Per tutto l’anno, in ogni chiesa di Scicli c’è almeno un quadro della santissima guerriera. In un dipinto il miracolo della pastasciutta

Il mare che ho davanti, quello di cui la Madonna guerriera e il Cristo in gonnella sentono in città il profumo, quello davanti al quale viveva Guccione che lo inventò con i suoi quadri, variazioni infinite sulla linea che divide il blu dell’acqua da quello dell’aria, dovrebbe essere un mare di benvenuto e invece in tempi recenti ha preso la brutta usanza di restituire cadaveri. Poco più su, al cimitero di Scicli, tombe senza lapidi, senza marmi, con croci improvvisate e foglietti stropicciati dal vento: mi fermo davanti all’“immigrato 11” e mi ricordo dell’incipit di Uomini e caporali, di Alessandro Leogrande, dove nel mezzo della campagna delle Puglie una contadina vedova impiegava i suoi risparmi per costruire una tomba a un bracciante polacco dal nome ignoto.

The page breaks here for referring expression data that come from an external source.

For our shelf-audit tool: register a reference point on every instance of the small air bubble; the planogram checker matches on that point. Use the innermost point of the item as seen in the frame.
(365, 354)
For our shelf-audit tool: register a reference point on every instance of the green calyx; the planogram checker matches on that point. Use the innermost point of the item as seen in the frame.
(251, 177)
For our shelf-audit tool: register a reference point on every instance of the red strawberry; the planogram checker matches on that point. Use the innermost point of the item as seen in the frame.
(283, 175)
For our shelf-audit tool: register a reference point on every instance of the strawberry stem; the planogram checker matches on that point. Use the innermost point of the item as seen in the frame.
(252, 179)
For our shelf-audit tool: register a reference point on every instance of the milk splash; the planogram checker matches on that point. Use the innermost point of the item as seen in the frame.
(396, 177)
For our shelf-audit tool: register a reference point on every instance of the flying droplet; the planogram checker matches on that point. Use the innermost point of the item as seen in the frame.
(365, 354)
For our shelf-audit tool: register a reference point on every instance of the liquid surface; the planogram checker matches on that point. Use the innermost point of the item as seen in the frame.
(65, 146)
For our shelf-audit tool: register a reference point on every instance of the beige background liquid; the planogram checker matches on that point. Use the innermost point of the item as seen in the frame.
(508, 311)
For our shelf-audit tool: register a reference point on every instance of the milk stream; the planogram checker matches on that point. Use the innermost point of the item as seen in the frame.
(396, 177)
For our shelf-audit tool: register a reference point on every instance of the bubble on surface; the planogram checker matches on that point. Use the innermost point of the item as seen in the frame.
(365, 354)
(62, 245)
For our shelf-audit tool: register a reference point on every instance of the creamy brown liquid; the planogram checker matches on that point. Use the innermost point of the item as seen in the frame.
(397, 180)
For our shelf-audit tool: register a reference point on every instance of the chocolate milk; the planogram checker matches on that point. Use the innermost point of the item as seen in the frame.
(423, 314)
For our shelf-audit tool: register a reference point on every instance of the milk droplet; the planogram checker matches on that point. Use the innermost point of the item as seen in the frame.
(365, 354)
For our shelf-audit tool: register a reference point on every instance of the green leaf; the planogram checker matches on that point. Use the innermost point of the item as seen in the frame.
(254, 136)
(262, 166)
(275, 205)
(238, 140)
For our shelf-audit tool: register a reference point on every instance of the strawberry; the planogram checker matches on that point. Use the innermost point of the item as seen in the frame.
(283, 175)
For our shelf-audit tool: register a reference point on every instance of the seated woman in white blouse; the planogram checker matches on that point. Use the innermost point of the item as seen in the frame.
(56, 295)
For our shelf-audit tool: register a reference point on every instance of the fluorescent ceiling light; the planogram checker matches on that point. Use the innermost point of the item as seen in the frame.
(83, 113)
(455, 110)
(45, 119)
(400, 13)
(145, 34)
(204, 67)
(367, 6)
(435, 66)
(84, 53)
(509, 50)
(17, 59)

Chissà se accadrà anche quiggiù, per dare riposo ai morti senza nome della città: nella Scicli magnificata da Elio Vittorini nelle Città del mondo, viene detto che anche il povero è trattato come un principe – così mi ricorda Carlo, così è giusto che sia, così dovremmo fare e pensare e questa storia, fra tutte quelle iblee, è una di quelle che bisognerebbe cominciare a scrivere.